Great post Erin Sagin! This is an awesome.

Monday January 06, 2014

Erin (not verified) Said:

happy to hear that you enjoyed it, stephanie!

Monday January 06, 2014

Matt (not verified) Said:

Hi there, This article has been great to read has some really good points on PPC techniques hope to see more from you in the future.

Thanks again,

Matt for Sulmax Marketing.

Monday January 06, 2014

Erin (not verified) Said:

hi matt, thanks for commenting.  glad you enjoyed the post!

Monday January 06, 2014

Niroshan Samuel (not verified) Said:

I have a doubt about the conclution. Could you please explain the statement that you made "both will be entered into the same auctions". How do you prove that? I have following questions

  • If my CPC goes up, competitor CPC also need to go up.
  • If my account has multiple duplicates then my CPC will sky high (Including competitor's duplicates)
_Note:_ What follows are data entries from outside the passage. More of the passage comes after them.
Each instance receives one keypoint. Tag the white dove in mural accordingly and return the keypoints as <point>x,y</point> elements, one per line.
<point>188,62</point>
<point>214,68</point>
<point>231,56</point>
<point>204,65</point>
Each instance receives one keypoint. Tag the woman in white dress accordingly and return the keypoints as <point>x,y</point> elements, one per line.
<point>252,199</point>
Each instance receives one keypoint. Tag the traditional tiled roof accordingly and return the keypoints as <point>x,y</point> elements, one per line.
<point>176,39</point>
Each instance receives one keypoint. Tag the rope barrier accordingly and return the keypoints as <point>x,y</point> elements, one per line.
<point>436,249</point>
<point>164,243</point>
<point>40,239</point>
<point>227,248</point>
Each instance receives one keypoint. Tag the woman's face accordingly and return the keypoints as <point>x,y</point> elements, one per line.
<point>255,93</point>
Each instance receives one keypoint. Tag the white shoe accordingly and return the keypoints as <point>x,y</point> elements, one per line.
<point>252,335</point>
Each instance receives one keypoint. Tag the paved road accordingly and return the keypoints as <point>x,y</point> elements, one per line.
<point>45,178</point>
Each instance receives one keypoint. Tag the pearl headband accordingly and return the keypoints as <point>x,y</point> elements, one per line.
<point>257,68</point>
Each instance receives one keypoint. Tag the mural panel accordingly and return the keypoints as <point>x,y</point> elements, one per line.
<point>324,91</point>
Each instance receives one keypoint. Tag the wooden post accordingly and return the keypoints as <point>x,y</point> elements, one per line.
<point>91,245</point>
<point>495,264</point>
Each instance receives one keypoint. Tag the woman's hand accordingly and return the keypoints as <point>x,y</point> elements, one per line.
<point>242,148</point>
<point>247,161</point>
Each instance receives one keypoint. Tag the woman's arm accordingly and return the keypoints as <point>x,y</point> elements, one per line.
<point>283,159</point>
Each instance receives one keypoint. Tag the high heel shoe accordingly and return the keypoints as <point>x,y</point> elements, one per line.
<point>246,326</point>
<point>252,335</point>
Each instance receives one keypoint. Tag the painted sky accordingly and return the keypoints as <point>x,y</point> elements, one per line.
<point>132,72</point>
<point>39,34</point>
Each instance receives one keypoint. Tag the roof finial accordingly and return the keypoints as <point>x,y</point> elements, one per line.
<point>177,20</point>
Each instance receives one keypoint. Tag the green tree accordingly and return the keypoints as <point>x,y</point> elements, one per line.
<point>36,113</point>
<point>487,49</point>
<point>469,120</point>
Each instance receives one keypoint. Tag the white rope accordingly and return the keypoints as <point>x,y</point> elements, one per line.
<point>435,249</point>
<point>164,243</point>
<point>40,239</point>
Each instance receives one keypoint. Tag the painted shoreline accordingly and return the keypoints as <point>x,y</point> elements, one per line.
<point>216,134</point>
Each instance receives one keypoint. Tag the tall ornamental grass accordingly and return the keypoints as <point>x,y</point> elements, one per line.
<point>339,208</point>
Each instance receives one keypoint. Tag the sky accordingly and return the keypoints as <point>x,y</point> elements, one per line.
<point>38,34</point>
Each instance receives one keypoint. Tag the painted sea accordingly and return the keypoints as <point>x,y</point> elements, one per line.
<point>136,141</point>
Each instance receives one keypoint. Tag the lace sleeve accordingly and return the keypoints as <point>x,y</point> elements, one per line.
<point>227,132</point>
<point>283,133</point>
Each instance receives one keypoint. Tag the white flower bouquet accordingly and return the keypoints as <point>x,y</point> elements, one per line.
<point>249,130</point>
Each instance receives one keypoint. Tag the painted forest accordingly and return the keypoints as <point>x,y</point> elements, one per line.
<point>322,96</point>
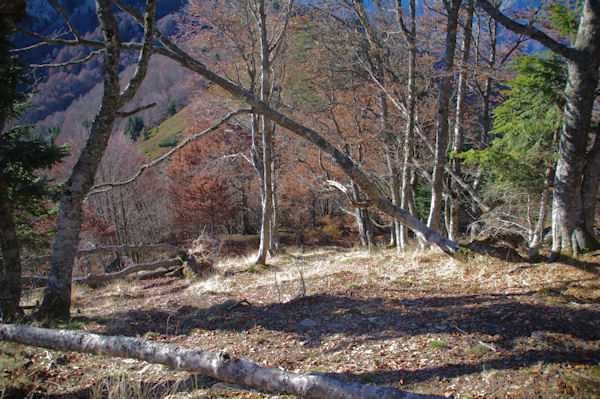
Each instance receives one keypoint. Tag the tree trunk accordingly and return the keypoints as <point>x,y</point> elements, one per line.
<point>216,365</point>
<point>583,60</point>
<point>391,152</point>
<point>365,227</point>
<point>57,296</point>
<point>375,195</point>
<point>441,142</point>
<point>580,93</point>
<point>274,242</point>
<point>589,193</point>
<point>536,237</point>
<point>410,35</point>
<point>94,279</point>
<point>10,277</point>
<point>457,142</point>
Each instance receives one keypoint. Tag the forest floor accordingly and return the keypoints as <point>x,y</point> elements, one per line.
<point>419,321</point>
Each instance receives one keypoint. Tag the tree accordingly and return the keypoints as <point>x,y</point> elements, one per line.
<point>172,110</point>
<point>134,127</point>
<point>21,188</point>
<point>576,178</point>
<point>376,197</point>
<point>57,295</point>
<point>521,159</point>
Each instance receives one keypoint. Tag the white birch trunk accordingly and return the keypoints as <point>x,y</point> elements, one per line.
<point>216,365</point>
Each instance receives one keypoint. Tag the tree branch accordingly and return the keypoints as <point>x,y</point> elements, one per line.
<point>100,188</point>
<point>217,365</point>
<point>69,63</point>
<point>102,278</point>
<point>527,30</point>
<point>145,54</point>
<point>376,196</point>
<point>67,19</point>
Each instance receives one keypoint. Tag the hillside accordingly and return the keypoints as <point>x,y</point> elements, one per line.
<point>166,135</point>
<point>417,321</point>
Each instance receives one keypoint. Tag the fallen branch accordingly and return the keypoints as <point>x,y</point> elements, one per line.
<point>344,189</point>
<point>217,365</point>
<point>101,278</point>
<point>114,249</point>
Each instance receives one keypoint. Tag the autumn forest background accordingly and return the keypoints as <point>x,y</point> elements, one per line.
<point>311,149</point>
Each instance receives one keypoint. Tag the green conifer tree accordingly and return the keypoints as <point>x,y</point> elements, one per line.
<point>21,188</point>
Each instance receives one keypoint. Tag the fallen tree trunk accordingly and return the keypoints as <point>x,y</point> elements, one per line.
<point>198,268</point>
<point>217,365</point>
<point>102,278</point>
<point>114,249</point>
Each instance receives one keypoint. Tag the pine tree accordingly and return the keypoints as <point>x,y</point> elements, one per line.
<point>134,127</point>
<point>21,188</point>
<point>525,125</point>
<point>172,108</point>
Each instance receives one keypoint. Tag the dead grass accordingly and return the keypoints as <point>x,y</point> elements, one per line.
<point>417,320</point>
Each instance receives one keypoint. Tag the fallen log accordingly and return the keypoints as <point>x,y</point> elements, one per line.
<point>102,278</point>
<point>211,364</point>
<point>197,267</point>
<point>113,249</point>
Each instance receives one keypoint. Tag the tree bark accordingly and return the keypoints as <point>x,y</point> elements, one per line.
<point>583,60</point>
<point>567,198</point>
<point>267,140</point>
<point>93,279</point>
<point>57,296</point>
<point>216,365</point>
<point>589,192</point>
<point>441,140</point>
<point>391,150</point>
<point>376,196</point>
<point>457,142</point>
<point>410,35</point>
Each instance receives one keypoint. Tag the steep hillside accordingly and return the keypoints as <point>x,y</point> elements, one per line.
<point>165,136</point>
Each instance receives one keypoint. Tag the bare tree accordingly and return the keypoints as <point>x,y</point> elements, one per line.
<point>57,296</point>
<point>572,222</point>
Base on above questions I feel Google will select only one keyword from an account and will decide the CPC with the QS and BID, Competitor metrics. If you have clear facts that prove your statment then it will be a clear path to us.






Friday January 10, 2014

Floral (not verified) Said:

Great post and amazing tips. The one thing which I want to add is we can also use software like deduplication software for identifying duplicated data and efficiently removing it.

Wednesday April 23, 2014

Ivan (not verified) Said:

Hi Erin,

We've created some RLSA campaigns which are duplicates of our existing campaigns except targeted to people who have already been on our site. Would you consider the keywords in this campaign as duplicates which would negatively impact the original keywords?



Saturday October 18, 2014

Prabhu (not verified) Said:

Hi Erin,

Can  we use different match types in one campaign what does that results to, and one question is that in the account with

 with the different campaigns can we use the same keywords and the match types. Will effet the performace of my account.